Negli anni ’30 i flussi dell’immigrazione ebraica in Palestina sarebbero stati incentivati dalla chiusura delle frontiere USA, ma anche in questo caso viene ignorato l’intervento dei dirigenti sionisti che si attivarono per promuovere questa chiusura. In merito Enzo Sereni, dirigente sionista, affermò: “Non abbiamo nulla di cui vergognarci nel fatto che abbiamo usato la persecuzione degli ebrei in Germania per l’edificazione della Palestina.” Di questo non c’è traccia nella ricostruzione qui proposta.

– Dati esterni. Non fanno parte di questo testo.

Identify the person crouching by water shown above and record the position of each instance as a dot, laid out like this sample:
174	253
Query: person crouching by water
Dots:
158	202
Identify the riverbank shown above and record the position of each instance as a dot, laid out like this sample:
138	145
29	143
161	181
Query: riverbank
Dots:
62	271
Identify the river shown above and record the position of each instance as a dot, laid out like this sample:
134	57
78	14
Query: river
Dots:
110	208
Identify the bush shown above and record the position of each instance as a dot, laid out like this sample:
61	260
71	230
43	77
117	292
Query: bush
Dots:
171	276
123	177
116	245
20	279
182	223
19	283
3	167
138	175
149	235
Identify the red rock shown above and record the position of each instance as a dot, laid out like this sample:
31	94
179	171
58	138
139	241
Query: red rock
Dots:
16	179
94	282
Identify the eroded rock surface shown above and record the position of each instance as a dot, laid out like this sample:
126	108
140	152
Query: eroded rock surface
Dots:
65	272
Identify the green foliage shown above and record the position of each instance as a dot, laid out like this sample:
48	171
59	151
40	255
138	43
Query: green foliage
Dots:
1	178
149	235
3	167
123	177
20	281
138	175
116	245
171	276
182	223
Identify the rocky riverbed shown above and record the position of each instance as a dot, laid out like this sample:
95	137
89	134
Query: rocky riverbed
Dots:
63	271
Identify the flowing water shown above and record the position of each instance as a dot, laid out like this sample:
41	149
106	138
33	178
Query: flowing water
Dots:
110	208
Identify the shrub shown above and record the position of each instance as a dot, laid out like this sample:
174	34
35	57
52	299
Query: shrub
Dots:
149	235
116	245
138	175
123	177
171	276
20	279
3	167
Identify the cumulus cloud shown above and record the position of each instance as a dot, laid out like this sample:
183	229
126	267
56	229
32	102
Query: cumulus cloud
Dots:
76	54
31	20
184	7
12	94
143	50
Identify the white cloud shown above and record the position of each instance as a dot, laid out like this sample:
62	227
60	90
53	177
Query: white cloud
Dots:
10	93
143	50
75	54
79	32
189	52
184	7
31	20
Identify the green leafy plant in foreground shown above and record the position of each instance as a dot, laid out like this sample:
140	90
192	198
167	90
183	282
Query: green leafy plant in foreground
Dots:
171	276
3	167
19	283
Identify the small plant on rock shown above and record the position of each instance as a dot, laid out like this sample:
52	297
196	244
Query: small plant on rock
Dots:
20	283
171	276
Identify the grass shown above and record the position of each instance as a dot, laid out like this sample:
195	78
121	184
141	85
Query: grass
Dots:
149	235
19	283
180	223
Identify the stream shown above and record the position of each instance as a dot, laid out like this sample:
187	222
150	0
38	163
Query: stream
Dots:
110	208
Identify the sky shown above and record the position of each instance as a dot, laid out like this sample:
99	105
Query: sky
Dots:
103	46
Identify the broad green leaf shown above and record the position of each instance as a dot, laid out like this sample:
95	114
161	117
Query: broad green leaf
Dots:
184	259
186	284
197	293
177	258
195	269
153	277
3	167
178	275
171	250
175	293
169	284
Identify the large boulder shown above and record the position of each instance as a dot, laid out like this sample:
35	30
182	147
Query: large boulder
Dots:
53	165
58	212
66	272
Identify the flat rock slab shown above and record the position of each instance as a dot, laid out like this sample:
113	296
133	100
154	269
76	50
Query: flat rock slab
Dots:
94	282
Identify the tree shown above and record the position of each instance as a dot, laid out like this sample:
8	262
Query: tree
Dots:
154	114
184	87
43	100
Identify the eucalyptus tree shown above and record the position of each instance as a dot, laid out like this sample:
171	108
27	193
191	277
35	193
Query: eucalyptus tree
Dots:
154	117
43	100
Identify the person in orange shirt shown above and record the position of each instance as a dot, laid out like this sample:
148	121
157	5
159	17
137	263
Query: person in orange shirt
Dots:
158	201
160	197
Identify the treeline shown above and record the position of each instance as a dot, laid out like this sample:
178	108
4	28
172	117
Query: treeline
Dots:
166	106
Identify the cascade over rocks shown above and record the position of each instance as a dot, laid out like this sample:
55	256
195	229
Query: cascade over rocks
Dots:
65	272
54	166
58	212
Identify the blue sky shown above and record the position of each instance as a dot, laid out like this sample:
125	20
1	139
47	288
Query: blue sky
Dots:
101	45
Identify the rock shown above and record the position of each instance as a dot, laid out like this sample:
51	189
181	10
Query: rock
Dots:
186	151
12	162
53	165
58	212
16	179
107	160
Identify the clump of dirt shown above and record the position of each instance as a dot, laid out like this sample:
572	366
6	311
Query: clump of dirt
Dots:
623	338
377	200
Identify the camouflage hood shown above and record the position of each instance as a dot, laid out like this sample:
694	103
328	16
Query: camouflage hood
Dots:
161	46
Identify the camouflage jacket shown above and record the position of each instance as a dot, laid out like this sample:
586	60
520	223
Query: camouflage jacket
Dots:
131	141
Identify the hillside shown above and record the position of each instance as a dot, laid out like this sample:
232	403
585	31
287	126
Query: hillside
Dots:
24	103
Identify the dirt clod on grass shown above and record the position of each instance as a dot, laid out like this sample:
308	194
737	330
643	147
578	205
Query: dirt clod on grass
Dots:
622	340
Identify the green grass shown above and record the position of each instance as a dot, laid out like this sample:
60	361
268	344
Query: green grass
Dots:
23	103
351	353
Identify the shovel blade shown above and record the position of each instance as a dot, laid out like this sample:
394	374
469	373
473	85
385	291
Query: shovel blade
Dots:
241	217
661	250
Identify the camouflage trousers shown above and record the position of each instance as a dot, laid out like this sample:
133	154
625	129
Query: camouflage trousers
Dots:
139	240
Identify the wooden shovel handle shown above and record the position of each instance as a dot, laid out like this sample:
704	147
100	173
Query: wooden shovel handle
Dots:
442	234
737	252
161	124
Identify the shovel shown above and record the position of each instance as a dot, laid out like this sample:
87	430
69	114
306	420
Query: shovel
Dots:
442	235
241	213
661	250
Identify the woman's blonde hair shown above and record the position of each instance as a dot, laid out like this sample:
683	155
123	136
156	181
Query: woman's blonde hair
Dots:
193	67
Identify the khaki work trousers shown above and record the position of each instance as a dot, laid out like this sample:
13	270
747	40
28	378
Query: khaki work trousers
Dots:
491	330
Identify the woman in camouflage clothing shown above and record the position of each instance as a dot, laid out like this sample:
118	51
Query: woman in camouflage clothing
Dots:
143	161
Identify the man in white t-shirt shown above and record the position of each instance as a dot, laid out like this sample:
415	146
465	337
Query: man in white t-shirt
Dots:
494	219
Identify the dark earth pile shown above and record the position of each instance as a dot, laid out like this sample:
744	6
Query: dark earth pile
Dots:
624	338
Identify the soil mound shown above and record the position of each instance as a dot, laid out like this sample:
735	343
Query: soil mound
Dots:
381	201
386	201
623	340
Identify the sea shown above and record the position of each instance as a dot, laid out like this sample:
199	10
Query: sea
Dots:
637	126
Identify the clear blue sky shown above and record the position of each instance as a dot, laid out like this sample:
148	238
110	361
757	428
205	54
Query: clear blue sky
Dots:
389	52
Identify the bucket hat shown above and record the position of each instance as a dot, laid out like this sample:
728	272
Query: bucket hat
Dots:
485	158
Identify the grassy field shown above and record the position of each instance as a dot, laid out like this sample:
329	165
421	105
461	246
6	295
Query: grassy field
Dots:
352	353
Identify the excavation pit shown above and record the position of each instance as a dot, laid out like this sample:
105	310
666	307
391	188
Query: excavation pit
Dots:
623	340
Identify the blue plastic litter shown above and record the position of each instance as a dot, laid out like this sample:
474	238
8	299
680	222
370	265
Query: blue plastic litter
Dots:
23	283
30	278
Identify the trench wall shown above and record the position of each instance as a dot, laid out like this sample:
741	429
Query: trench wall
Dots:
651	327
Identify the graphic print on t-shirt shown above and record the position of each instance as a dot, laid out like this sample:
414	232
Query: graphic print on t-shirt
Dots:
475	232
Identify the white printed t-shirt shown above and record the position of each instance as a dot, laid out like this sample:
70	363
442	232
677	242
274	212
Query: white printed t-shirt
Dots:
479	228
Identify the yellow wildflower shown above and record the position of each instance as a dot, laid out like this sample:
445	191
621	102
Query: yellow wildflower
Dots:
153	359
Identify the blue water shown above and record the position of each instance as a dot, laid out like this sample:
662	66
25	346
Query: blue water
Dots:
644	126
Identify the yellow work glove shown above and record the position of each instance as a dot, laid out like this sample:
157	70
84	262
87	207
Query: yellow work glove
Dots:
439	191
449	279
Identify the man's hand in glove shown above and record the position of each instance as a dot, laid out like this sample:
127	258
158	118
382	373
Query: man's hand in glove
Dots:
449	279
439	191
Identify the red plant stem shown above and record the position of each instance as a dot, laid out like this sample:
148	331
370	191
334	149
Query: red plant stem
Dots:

Altrettanto avviene riguardo alle tattiche terroristiche messe in atto da tutte le milizie sioniste, a cui Vercelli dedica solo un accenno ed una foto dell’esplosione dell’hotel King David, ma la didascalia non dice che ci furono 97 morti e 58 feriti. Vengono totalmente ignorate le centinaia di vittime arabe di attacchi terroristici sionisti, oppure l’uccisione del mediatore Onu conte Bernadotte, e il fatto che alcuni primi ministri israeliani, come Begin, Shamir e Rabin, erano stati capi o militanti di gruppi che praticavano il terrorismo indiscriminato contro i civili.

Ancora più grave è la versione accolta nel libro riguardo alla guerra del ’48, da cui è nato lo Stato di Israele. Ad esempio la questione dell’espulsione dei palestinesi dalla loro terra viene così spiegata : i profughi sarebbero stati “popolazioni civili coinvolte nei combattimenti e fuggite dai loro luoghi di residenza.” Inoltre, secondo Vercelli, questo esodo sarebbe stato incentivato dalla “propaganda dei paesi arabi… che garantivano una vittoria certa sugli ebrei”. “Nondimeno,” concede l’autore, “da parte sionista l’interesse ad avere territori abitati in grande maggioranza da popolazione ebraica era nell’ordine delle cose.” Viene liquidato in questo modo il processo di pulizia etnica e con esso il lavoro degli studiosi palestinesi e dei nuovi storici israeliani, compreso il già citato Benny Morris. Certo, dal punto di vista sionista ciò era “nell’ordine delle cose” per la semplice ragione, non menzionata nel testo, che anche nei territori destinati dal piano di spartizione dell’ONU al futuro Stato di Israele la maggioranza della popolazione era araba. Vercelli cita solo la strage di Deir Yassin, troppo nota per essere ignorata, ma non le decine di massacri perpetrati dalle milizie sioniste e le centinaia di villaggi distrutti durante la guerra. Ma definisce la cacciata degli ebrei dai Paesi arabi “un brutale meccanismo di ritorsione” e “una massiccia espulsione.”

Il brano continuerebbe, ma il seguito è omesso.